My sites are behind Traefik / nginx / Apache — the recipe doesn't touch your web server's config. It restarts the underlying containers (or systemd units) for sites it can identify from the inventory; the proxy keeps running normally. If a workload's reverse-proxy is sitting in front of containers Server Manager doesn't know about (an unmanaged custom setup), it's silently skipped — no probe URL means no measurable restart.
Snap isn't installed on this server — the "Remove disabled snap revisions" step just says "Snap isn't installed — skipping." and continues. Ticking it on a non-snap server is harmless.
**apt autoremove would remove something I want to keep** — every autoremove step is preceded by a dry-run that prints "Would remove: pkg-a, pkg-b, …". If the list looks wrong, say no — the real run only happens after you confirm.
I said yes to a step and want to back out mid-stream — pressing Esc halts the agent. Commands already running aren't interrupted (they finish), but the loop exits. You can ask Faro to revisit anything skipped later.
The chat looks stuck during a service restart — anything restarting sshd, dbus, or the network stack triggers the same banner the reboot does (short-horizon variant). If the banner shows, the chat is intentionally paused; if it doesn't show and chat truly seems frozen, see Recover when SSH stops working.
The final report — what to look for
The summary message has a deliberately consistent shape so you can scan it fast:
- Headline — one bold line: "🧹 Reclaimed 6.2 GB and patched 14 security updates." That's the win. The number that wasn't moved isn't mentioned.
- One-line elaboration — the biggest specific improvement in plain English (most disk freed, security patched, fewer failing services — whichever was the biggest).
- "What changed" table — Before / After / Change / Why-it-matters, one row per metric that actually moved. Possible rows: free disk space (GB and %), free inodes (%), Docker disk usage, system-log size, pending security updates, failed services, available memory, background load.

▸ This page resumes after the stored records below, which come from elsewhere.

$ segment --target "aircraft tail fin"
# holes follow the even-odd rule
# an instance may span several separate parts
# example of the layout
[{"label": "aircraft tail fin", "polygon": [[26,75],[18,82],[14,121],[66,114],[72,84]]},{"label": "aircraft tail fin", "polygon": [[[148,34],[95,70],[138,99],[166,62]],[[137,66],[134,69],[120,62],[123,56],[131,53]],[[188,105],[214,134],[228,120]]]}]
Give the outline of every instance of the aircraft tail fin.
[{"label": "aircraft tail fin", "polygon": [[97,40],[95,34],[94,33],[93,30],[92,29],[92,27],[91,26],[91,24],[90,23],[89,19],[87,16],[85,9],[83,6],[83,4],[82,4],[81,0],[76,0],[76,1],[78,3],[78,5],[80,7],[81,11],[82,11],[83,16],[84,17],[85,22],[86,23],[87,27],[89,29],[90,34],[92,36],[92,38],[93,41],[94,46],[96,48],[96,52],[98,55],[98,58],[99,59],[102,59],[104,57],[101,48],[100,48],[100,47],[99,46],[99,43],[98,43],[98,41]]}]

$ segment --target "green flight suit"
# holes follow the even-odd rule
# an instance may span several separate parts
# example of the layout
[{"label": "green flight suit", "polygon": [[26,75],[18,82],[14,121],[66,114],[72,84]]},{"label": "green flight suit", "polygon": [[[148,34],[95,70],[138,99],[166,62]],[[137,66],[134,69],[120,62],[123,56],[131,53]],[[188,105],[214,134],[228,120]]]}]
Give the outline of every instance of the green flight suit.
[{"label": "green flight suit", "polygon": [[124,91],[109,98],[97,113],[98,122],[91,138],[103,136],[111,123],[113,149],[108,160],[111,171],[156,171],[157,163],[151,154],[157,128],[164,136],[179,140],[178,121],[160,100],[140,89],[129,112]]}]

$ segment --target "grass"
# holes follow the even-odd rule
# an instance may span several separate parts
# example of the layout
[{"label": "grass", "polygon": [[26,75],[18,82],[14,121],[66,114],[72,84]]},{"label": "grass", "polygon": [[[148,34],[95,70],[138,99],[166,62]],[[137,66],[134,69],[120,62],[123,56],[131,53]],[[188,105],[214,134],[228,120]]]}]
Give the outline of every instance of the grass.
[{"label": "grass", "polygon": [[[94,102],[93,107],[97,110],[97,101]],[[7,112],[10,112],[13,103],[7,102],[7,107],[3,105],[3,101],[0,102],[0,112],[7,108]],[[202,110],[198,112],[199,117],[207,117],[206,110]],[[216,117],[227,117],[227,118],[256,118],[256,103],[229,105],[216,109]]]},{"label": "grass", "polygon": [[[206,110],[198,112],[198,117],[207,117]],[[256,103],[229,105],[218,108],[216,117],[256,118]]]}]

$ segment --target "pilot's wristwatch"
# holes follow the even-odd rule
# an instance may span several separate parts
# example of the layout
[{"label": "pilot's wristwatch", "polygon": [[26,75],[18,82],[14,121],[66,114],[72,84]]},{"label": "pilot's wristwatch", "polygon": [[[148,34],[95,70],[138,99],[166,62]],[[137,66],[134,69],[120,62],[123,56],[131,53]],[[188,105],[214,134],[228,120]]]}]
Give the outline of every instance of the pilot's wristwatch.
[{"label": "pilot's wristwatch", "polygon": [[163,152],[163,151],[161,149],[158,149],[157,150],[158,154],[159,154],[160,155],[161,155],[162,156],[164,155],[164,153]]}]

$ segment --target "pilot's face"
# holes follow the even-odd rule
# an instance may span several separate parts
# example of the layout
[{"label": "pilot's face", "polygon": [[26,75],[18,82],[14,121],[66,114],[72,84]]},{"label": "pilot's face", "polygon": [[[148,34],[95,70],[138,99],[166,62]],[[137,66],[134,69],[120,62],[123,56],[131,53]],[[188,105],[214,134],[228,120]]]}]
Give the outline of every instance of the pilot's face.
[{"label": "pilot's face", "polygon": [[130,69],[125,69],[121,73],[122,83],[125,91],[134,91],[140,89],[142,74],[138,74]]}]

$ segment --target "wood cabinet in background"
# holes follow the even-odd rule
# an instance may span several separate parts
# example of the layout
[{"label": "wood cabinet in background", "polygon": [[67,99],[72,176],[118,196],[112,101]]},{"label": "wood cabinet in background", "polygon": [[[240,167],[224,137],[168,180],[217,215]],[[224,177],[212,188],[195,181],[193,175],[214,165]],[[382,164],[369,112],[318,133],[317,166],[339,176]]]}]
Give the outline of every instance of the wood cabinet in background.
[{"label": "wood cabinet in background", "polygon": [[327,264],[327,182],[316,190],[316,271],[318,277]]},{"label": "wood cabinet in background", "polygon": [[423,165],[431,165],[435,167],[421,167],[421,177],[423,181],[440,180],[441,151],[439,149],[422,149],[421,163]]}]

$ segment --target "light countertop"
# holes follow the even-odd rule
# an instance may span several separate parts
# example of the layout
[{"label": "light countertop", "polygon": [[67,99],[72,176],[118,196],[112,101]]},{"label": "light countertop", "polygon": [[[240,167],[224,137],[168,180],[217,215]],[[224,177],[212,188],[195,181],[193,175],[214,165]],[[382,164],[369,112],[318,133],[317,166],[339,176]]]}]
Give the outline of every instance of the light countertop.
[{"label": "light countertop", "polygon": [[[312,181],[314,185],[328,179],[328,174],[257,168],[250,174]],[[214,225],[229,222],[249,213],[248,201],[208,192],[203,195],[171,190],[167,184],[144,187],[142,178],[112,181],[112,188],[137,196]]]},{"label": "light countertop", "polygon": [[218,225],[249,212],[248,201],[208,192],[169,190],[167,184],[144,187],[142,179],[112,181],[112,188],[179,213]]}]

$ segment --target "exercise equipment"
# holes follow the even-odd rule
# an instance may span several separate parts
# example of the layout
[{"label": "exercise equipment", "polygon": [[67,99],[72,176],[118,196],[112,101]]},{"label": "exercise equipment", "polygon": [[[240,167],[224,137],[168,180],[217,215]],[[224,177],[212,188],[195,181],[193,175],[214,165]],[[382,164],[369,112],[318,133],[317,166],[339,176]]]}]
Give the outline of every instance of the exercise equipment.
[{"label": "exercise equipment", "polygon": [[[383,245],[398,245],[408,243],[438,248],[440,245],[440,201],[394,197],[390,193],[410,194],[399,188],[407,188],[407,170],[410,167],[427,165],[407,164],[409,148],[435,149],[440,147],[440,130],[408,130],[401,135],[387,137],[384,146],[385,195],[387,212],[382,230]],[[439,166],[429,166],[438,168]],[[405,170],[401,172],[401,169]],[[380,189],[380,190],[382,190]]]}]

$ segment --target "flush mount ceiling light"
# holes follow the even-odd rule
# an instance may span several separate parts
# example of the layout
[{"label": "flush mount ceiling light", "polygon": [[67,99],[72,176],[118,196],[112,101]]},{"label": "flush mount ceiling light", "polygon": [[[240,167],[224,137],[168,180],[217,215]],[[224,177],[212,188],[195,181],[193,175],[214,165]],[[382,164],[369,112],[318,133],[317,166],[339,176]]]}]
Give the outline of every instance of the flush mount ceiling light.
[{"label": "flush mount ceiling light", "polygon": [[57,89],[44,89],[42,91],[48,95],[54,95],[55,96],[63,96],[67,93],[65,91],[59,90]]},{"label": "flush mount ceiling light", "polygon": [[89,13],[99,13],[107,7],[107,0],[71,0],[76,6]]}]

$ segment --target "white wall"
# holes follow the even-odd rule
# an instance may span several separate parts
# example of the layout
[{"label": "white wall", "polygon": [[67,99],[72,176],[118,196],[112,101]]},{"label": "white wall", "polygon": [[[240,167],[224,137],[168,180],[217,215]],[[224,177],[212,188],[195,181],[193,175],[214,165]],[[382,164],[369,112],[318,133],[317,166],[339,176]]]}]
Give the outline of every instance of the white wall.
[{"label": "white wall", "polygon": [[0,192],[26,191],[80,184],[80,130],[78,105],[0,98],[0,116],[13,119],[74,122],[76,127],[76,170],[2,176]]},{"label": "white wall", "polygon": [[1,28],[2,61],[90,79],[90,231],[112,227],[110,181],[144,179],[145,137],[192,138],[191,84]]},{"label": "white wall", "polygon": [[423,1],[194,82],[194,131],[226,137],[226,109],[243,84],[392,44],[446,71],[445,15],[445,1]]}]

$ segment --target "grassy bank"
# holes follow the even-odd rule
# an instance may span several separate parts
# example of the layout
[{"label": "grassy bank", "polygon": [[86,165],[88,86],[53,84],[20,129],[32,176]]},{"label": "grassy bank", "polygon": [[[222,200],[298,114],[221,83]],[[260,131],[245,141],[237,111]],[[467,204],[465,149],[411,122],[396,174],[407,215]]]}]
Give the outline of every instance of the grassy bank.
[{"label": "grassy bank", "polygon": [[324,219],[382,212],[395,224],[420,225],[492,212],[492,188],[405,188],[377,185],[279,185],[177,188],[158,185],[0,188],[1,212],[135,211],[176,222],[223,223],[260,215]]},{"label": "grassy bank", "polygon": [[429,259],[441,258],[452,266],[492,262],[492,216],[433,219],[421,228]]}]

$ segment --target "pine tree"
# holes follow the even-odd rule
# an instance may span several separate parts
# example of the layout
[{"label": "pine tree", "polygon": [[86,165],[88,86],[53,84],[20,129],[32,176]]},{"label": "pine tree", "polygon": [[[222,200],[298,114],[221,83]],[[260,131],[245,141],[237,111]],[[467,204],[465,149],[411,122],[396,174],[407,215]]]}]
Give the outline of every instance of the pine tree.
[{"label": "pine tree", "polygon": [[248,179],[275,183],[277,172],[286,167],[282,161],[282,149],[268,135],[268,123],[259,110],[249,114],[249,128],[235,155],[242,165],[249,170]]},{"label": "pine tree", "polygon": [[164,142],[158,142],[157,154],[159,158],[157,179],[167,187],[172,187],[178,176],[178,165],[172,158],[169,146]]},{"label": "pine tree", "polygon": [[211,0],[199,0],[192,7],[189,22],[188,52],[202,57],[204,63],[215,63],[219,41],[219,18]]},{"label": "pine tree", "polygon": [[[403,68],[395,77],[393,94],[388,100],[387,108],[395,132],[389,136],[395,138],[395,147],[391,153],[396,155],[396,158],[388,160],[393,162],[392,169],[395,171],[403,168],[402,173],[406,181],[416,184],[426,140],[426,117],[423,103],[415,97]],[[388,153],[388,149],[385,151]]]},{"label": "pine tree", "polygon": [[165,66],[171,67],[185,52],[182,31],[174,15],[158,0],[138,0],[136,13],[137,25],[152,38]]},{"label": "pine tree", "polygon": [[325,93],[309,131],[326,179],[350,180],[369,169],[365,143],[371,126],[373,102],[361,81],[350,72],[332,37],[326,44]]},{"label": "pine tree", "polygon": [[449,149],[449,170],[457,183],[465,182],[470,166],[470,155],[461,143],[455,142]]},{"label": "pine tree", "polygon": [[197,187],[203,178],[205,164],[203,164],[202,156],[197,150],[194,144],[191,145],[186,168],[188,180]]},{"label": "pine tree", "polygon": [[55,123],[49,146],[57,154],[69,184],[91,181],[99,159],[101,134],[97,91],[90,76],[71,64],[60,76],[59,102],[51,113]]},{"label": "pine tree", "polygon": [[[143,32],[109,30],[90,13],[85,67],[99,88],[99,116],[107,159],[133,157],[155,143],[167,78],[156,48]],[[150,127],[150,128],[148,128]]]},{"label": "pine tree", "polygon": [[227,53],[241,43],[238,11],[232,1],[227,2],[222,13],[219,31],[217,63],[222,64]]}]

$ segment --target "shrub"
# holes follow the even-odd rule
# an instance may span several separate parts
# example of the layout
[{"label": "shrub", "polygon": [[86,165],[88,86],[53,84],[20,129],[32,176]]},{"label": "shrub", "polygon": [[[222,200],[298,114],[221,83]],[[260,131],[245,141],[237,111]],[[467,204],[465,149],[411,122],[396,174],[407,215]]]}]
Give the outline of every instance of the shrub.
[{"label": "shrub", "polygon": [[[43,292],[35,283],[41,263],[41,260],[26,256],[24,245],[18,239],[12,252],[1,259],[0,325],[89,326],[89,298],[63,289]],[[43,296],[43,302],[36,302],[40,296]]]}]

- "Workload response time" table (only if you opted into restarts AND there was a measurable win) — per-workload before / after / change.
- "What you need to do" section (only if there are follow-ups) — the numbered cards covered above.
- "Skipped: …" footer (only if you declined steps) — the list of action labels so you can re-run later and revisit.
If the server was already tidy and nothing needed doing, Faro closes with "Your server's already tidy. Nothing to do." — no fabricated summary table, no padded report.
Reference
What gets pre-authorized vs what still asks
| Tier | Examples | Behavior |
|---|---|---|
| Safe | apt update, apt clean, docker system prune -f, journalctl --vacuum-time=30d, find /var/log … -delete | Pre-authorized by your modal ticks — auto-runs, one-line status |
| Caution | apt upgrade, docker system prune -a, kernel removal, snap revision removal | Pauses for chat yes/no |
| Per-item | Orphan volume removal | Asks one-by-one; "stop"/"skip the rest" short-circuits |
| Read-only health checks | df, free, last, fail2ban-client status, disk hotspots | Always run (regardless of ticks) |
Storage of your ticks — your selection (and the workload-restart toggle) is saved in your browser's localStorage keyed by server hostname. Clearing browser data resets the ticks back to the default selection.
How follow-ups + reboot bypass work — when the cleanup recipe is active, the recipe's read-only snapshot scripts and any of the safe-tier commands you ticked in the modal bypass the destructive-command classifier — that's what avoids the duplicate "Approve this command?" prompts. Caution + per-item tiers always re-ask. The bypass is content-aware (every command segment is validated against a read-only allow-list) and forbidden patterns like rm -rf / always block regardless.